To my fanom było gorąco i zimno z Miguelem od pierwszej premiery serialu i rozumiemy to. Nie jest łatwo wspierać postać, która nie tylko gra ojczyma, ale gra ojczym, który okazał się byłym najlepszym przyjacielem Jacka Pearsona — być może najlepszego telewizyjnego ojca w ostatnim czasie pamięć. Ale w trzecim sezonie To my, fani, którzy sprzeciwiali się małżeństwu Miguela z Rebeccą Pearson, mogą zmienić melodię dzięki twórcy serialu o rozwoju postaci, który ma w zanadrzu Dan Fogelman.
Więcej: To my Sezon 3 przywraca Jacka w ważny sposób
Mówię do Ostateczny termin W zeszły czwartek Fogelman drażnił się ze skokiem w przeszłość, aby pełniej poznać służbę Jacka w Wietnamie. Powiedział także: „Zagłębimy się w to głębiej w tym sezonie i rozpoczniemy tę długą grę w tworzenie ludzi właściwie zacznij kibicować Miguelowi w poważny sposób, co myślę, że będzie naprawdę ekscytujące, gdy to zrobimy wyłączony."

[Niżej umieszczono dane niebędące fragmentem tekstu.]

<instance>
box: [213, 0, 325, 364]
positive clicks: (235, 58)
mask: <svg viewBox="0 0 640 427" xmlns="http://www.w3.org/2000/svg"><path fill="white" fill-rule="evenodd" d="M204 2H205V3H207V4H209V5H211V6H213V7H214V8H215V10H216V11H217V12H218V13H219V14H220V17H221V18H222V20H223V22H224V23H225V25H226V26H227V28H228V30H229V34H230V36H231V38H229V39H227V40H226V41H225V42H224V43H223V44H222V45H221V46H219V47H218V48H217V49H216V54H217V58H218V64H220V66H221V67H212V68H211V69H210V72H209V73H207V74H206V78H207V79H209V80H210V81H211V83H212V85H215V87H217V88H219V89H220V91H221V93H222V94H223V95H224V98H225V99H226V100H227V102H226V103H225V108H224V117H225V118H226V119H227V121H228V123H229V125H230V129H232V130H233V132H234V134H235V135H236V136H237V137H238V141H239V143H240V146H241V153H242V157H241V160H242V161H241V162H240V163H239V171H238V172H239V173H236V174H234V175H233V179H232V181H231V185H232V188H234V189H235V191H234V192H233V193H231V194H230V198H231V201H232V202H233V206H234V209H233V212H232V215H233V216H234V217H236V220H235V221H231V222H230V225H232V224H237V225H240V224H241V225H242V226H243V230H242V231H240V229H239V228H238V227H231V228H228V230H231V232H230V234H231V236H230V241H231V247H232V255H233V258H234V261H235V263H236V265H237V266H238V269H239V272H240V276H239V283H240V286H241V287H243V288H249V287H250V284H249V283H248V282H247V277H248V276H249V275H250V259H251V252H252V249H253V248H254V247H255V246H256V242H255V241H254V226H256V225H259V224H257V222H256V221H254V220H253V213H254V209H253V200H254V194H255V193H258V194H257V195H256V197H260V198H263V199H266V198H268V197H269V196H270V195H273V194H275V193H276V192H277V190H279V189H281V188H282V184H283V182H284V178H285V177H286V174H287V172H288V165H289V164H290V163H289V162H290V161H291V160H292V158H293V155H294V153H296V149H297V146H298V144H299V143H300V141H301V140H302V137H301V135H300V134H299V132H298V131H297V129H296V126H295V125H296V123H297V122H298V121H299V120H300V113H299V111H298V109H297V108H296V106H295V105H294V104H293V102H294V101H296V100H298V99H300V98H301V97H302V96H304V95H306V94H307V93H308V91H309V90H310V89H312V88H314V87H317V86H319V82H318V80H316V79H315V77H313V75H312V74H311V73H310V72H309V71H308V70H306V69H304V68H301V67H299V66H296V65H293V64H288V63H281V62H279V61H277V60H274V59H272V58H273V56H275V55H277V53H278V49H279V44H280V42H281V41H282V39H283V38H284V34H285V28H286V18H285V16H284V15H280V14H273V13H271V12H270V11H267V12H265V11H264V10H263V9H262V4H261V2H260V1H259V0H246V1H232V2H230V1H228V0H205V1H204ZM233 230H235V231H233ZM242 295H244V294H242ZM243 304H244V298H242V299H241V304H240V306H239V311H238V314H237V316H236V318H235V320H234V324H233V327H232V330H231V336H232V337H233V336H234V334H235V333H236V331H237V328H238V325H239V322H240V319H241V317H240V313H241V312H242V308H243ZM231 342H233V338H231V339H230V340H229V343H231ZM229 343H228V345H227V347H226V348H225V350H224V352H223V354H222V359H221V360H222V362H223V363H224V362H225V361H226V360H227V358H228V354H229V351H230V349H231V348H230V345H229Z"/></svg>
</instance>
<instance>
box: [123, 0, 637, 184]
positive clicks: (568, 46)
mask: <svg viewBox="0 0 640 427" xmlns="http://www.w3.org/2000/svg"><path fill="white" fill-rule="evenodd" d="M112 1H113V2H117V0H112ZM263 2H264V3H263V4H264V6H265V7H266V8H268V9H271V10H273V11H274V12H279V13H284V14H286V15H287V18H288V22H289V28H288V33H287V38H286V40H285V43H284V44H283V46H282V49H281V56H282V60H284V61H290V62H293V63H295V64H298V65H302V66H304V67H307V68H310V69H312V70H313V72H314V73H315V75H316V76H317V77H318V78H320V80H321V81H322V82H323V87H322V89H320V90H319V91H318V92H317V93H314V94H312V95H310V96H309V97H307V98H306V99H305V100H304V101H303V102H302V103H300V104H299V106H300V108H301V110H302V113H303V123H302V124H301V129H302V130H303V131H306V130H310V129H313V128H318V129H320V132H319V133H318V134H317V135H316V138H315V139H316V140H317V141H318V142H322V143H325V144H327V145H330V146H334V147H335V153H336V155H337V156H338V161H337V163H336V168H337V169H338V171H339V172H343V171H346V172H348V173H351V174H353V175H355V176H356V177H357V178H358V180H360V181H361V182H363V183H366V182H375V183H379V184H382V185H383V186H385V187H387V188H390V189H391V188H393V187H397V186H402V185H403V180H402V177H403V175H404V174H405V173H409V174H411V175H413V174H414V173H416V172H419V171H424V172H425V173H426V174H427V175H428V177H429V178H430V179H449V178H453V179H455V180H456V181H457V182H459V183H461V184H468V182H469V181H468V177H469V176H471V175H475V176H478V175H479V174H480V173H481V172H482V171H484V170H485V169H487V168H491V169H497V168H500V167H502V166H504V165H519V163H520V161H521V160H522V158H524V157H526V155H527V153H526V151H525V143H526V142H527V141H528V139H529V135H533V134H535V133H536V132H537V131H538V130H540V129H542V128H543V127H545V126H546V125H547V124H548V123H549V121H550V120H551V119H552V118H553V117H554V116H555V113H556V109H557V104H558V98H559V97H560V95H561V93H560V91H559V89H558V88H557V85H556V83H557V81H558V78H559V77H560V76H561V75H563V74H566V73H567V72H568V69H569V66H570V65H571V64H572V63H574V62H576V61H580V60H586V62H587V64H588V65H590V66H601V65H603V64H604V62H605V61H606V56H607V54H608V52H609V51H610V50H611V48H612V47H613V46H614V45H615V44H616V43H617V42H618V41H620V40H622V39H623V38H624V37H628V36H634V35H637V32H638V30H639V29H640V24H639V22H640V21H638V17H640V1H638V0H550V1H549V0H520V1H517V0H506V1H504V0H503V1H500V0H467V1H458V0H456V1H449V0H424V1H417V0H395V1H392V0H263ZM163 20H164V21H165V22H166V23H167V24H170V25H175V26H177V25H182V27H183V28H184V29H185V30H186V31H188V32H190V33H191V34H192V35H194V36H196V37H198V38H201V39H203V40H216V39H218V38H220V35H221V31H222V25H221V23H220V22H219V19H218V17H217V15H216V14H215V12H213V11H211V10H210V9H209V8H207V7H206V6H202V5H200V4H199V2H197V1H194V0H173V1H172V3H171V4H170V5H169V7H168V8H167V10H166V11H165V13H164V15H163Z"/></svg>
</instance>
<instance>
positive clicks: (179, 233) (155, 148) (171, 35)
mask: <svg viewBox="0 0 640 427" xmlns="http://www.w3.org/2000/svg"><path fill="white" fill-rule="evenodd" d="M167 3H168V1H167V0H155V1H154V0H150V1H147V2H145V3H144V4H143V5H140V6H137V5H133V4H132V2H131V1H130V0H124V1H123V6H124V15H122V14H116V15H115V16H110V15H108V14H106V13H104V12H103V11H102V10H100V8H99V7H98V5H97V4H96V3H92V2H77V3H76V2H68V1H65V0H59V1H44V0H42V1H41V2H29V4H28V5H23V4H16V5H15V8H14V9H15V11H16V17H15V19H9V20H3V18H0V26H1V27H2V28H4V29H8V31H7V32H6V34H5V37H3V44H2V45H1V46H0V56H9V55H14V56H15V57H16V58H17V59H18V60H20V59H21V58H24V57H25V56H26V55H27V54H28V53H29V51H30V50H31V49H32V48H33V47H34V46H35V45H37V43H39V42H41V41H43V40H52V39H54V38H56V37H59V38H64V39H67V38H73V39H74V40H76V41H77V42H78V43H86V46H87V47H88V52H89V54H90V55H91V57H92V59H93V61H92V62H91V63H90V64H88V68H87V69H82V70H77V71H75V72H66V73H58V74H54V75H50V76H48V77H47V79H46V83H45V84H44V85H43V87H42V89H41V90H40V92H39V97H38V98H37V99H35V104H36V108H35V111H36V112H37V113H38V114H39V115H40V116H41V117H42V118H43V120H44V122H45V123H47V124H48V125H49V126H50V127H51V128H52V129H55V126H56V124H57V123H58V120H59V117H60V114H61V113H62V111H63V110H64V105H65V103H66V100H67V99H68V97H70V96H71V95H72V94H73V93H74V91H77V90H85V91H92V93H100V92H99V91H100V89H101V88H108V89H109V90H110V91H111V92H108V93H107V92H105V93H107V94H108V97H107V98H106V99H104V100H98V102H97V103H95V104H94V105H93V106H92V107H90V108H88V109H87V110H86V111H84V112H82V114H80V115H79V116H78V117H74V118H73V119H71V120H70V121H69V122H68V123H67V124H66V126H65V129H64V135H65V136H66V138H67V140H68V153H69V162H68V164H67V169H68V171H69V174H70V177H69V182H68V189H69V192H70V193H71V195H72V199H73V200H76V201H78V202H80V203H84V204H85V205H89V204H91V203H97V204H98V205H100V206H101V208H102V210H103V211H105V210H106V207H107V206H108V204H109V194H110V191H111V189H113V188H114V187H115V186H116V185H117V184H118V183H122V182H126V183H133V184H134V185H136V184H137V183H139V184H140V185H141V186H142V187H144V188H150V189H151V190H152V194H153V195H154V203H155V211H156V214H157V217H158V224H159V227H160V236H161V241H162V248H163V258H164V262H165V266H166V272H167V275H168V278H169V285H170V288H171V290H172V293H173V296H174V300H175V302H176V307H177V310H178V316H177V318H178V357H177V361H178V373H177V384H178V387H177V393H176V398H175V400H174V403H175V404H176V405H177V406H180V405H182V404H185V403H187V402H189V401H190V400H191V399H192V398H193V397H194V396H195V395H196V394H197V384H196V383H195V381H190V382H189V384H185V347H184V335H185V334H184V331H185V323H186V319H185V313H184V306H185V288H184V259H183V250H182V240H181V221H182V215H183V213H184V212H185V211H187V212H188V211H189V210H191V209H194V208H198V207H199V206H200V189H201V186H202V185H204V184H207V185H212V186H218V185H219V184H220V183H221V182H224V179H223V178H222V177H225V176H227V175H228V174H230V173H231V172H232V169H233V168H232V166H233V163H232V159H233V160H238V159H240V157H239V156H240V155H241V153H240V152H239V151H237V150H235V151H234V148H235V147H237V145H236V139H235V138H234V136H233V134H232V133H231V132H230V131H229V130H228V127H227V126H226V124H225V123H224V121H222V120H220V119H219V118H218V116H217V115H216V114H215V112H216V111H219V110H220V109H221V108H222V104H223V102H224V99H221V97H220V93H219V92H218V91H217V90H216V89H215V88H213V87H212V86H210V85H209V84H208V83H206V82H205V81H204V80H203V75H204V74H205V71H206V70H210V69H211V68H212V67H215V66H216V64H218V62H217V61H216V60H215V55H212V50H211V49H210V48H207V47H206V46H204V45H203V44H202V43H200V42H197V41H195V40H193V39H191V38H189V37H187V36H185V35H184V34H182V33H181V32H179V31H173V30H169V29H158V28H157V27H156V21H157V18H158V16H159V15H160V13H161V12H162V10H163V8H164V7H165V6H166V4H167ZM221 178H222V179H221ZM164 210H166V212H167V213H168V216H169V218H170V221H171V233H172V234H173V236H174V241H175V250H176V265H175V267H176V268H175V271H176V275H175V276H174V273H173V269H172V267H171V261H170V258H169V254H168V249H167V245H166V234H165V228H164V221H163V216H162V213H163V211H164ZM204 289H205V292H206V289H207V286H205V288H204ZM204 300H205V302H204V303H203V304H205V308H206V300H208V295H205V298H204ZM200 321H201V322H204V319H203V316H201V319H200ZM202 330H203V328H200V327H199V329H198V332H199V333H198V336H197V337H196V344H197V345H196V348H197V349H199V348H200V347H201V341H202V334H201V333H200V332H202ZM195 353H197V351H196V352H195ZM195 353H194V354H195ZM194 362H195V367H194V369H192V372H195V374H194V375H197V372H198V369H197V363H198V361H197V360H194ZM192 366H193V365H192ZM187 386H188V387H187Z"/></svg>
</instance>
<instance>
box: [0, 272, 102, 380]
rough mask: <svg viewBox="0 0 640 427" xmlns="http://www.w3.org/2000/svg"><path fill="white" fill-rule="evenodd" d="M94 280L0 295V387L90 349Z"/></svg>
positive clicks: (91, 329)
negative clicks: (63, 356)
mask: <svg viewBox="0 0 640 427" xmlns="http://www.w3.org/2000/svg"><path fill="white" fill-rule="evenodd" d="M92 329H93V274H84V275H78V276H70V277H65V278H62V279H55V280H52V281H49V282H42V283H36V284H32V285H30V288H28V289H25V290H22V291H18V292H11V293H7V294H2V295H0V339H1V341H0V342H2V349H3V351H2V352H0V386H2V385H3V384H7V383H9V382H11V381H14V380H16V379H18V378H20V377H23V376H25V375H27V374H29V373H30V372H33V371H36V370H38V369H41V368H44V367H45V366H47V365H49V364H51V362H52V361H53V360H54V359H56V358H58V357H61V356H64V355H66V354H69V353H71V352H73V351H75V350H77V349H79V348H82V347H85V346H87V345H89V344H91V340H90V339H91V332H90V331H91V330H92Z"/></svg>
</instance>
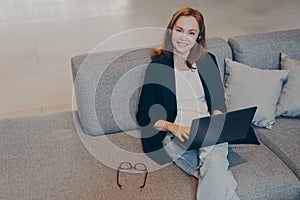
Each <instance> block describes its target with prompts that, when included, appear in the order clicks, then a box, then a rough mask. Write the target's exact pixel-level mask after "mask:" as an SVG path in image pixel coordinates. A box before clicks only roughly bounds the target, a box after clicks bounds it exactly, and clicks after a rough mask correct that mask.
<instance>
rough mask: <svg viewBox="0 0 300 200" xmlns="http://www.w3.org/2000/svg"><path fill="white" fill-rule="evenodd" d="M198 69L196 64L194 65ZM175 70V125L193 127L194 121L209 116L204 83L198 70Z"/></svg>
mask: <svg viewBox="0 0 300 200" xmlns="http://www.w3.org/2000/svg"><path fill="white" fill-rule="evenodd" d="M193 66H194V67H196V64H194V65H193ZM174 69H175V82H176V100H177V116H176V119H175V121H174V124H177V125H181V126H191V123H192V120H193V119H196V118H200V117H204V116H209V115H210V114H209V112H208V107H207V103H206V99H205V93H204V90H203V86H202V82H201V80H200V77H199V74H198V71H197V70H179V69H177V68H176V67H174Z"/></svg>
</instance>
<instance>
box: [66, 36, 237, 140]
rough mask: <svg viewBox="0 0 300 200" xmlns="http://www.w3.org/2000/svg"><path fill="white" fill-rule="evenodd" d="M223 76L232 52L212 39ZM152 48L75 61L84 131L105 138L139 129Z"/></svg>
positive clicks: (79, 107)
mask: <svg viewBox="0 0 300 200" xmlns="http://www.w3.org/2000/svg"><path fill="white" fill-rule="evenodd" d="M208 47H209V50H210V51H211V52H213V53H214V54H215V55H216V59H217V62H218V64H219V65H220V74H221V77H223V74H224V58H225V57H231V50H230V48H229V46H228V44H227V43H226V41H224V40H223V39H221V38H211V39H208ZM150 52H151V48H142V49H129V50H119V51H112V52H98V53H92V54H89V55H81V56H76V57H74V58H72V61H71V62H72V71H73V76H74V82H75V83H74V90H75V95H76V102H77V104H76V105H77V109H78V113H79V119H80V123H81V126H82V129H83V130H84V131H85V132H86V133H88V134H90V135H104V134H109V133H116V132H119V131H126V130H133V129H136V128H137V127H138V126H137V123H136V119H135V113H136V111H137V104H138V99H139V93H140V87H141V85H142V82H143V78H144V71H145V68H146V67H147V65H148V63H149V62H150Z"/></svg>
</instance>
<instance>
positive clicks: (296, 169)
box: [255, 117, 300, 180]
mask: <svg viewBox="0 0 300 200" xmlns="http://www.w3.org/2000/svg"><path fill="white" fill-rule="evenodd" d="M255 132H256V134H257V136H258V138H259V139H260V141H261V142H262V143H264V144H265V145H266V146H268V148H270V149H271V150H272V151H273V152H274V153H275V154H276V155H278V156H279V157H280V158H281V159H282V160H283V162H284V163H285V164H286V165H287V166H288V167H289V168H290V169H291V170H292V171H293V172H294V173H295V175H296V176H297V177H298V179H299V180H300V154H299V152H300V145H299V144H300V119H298V118H283V117H281V118H277V119H276V123H275V126H274V127H273V129H272V130H266V129H261V128H256V129H255Z"/></svg>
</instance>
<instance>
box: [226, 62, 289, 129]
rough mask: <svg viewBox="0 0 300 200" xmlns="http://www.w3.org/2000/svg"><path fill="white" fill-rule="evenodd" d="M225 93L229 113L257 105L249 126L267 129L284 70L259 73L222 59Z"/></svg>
mask: <svg viewBox="0 0 300 200" xmlns="http://www.w3.org/2000/svg"><path fill="white" fill-rule="evenodd" d="M225 62H226V68H225V71H226V76H225V93H226V100H227V101H226V103H227V108H228V110H229V111H231V110H237V109H241V108H246V107H251V106H257V111H256V113H255V116H254V118H253V121H252V123H253V124H254V125H256V126H260V127H266V128H268V129H271V128H272V126H273V124H274V122H275V112H276V104H277V102H278V98H279V96H280V93H281V90H282V84H283V82H284V81H285V80H286V79H287V75H288V71H286V70H262V69H257V68H251V67H249V66H247V65H244V64H241V63H238V62H236V61H232V60H230V59H229V58H226V60H225Z"/></svg>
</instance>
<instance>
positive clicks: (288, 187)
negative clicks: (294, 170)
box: [228, 145, 300, 200]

Fogelman z pewnością brzmi pewnie, jeśli chodzi o zmianę nastawienia. Bardziej sympatyczna fabuła dla Miguela może przejść długą drogę w kierunku zachęcenia fanów do kibicowania mu bez zapominania ich miłość do Jacka Pearsona – którego śmierć jest wciąż świeża w pamięci fanów po tym, jak sprawa została w końcu ujawniona w sezonie dwa. Jak się ma Fogelman i spółka? zamierzasz to zrobić?
„Kiedy podejmujemy tę konkretną fabułę, [z] nastoletnimi dziećmi, podejmujemy ją dość natychmiast kilka miesięcy po śmierci ich ojca” – powiedział Deadline. „Widzisz początek fabuły, w której Miguel próbuje pomóc tej rodzinie, tej postaci, która zawsze była polaryzująca. Myślę, że w zeszłym sezonie ludzie zaczęli go kochać, a potem zaczęli się nienawidzić za to, że go kochają. Ale potem stopniowo zorientowali się, że ten facet naprawdę nie zrobił nic złego i jest facetem, który stara się postępować właściwie”.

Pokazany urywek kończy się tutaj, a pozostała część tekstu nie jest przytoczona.